Greenhouse focused the lecture on several federal courts’ recent decisions to invalidate three separate restrictive abortion and voting laws in Texas and North Carolina. She said that the court decisions used functioned to reveal the increasingly rigorous standards of the judiciary. 

“Each decision was important, widely-recognized for their significant practical impact and political ramifications,” Greenhouse explained.

Greenhouse noted that the reason that these cases of judicial review were so important was because of the federal courts’ justifications for striking down the laws. In the past, courts exercising the power of judicial review did not attempt to ascertain the motivations of legislative bodies.

“That judicial deference to the legislatures is deeply embedded in tradition, there’s no doubt,” Greenhouse said.

With these three cases, however, each court’s reasoning said that the legislatures were acting with bad purpose to deliberately violate people’s rights. Greenhouse questioned whether this is evidence that courts are examining laws that come under judicial review more thoroughly, even going so far as to attach motivations to actions.

“What is it that provokes judges — even quite conservative judges — to abandon the traditional reluctance of their role and call it as they see it? When is such behavior justified?”

Greenhouse noted that, as the judicial-legislative relationship possesses a cyclical nature, this is not the first time courts have used legislature’s motivations as reasons for declaring laws unconstitutional.

“In these interesting cases spanning more than fifty years, we see a determination by the Supreme Court not to let themselves be fooled by legislative enactments,” Greenhouse explained. “If the impact was foreseeably the opposite of fair, the justices were willing — not all the time, by any means, but on occasions like these when the real intent showed through — to look under the legislative rug.”
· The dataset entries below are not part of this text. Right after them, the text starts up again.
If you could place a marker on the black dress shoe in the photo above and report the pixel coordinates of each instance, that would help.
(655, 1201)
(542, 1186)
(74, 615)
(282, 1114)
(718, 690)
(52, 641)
Before concluding the lecture, Greenhouse noted there was a growing necessity for judges to continue to take a more active role. Greenhouse cited the most recent report card published by The Libertarian Institute for Justice’s Center for Judicial Engagement, explaining that the report observed that courts generally still defer to legislatures rather than actively engage in judicial review.
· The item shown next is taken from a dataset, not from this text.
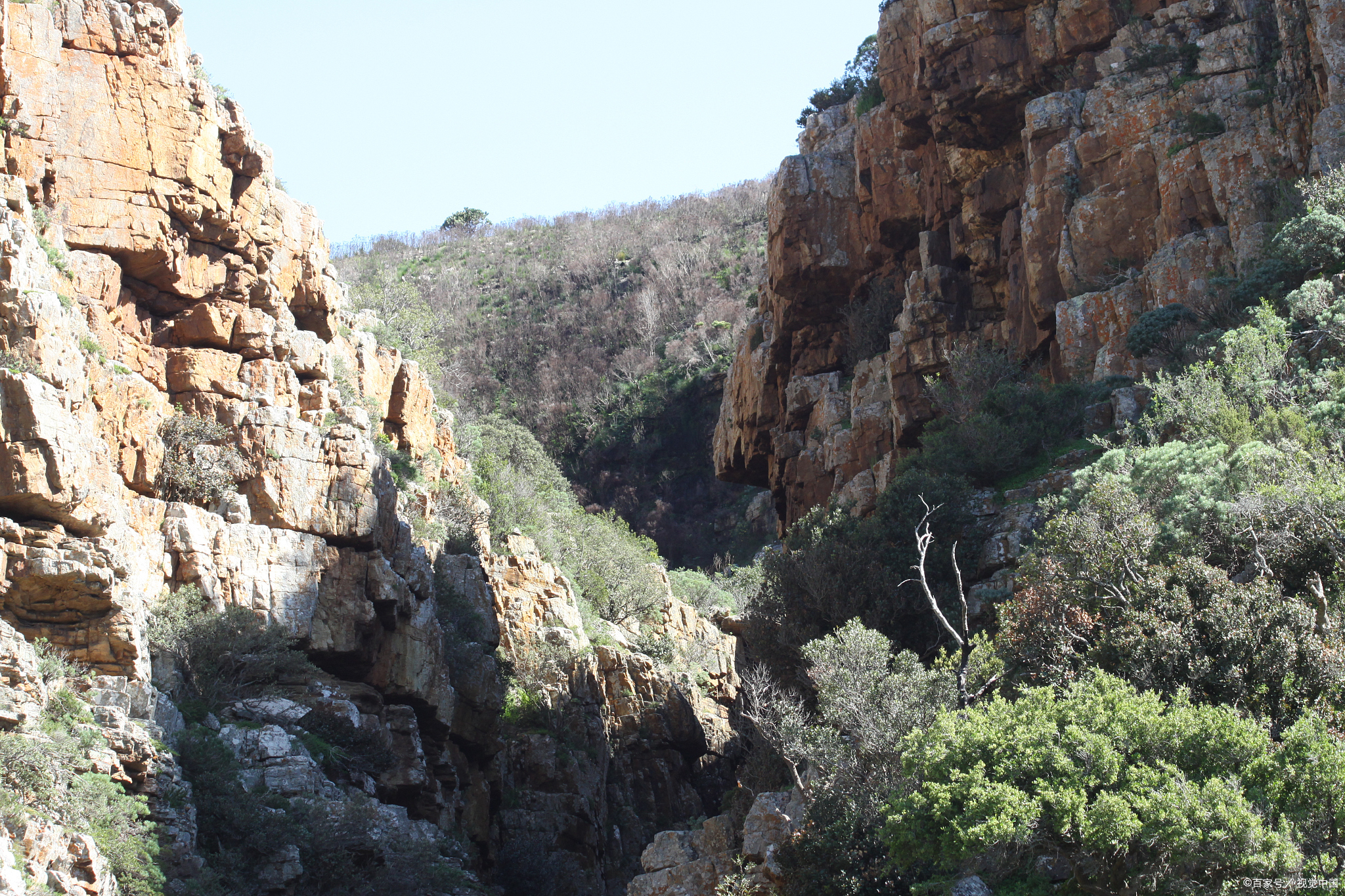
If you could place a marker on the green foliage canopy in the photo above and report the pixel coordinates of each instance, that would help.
(1137, 793)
Regarding the future implications of the recent Texas and North Carolina court decisions, Greenhouse expressed her interest in observing the progressive changes in the Supreme Court and federal courts in general.

“I think it can said that we’re observing a judicial work in progress,” Greenhouse added. “States will continue to conjure ways to restrict access to abortion, Republican legislators really do want fewer votes going to their opponents, and more cases will reach the changing Supreme Court. How rapidly changing the Supreme Court will be, I don’t know any better than you do.”

The lecture, titled “Telling It Like It Is: The Evolving Dialogue Between Courts and Legislatures,” took place in McCosh Hall Room 50 at 6 p.m. on Thursday, Nov. 17. It was sponsored by the University’s Public Lecture series and the Stafford Little Lecture Series.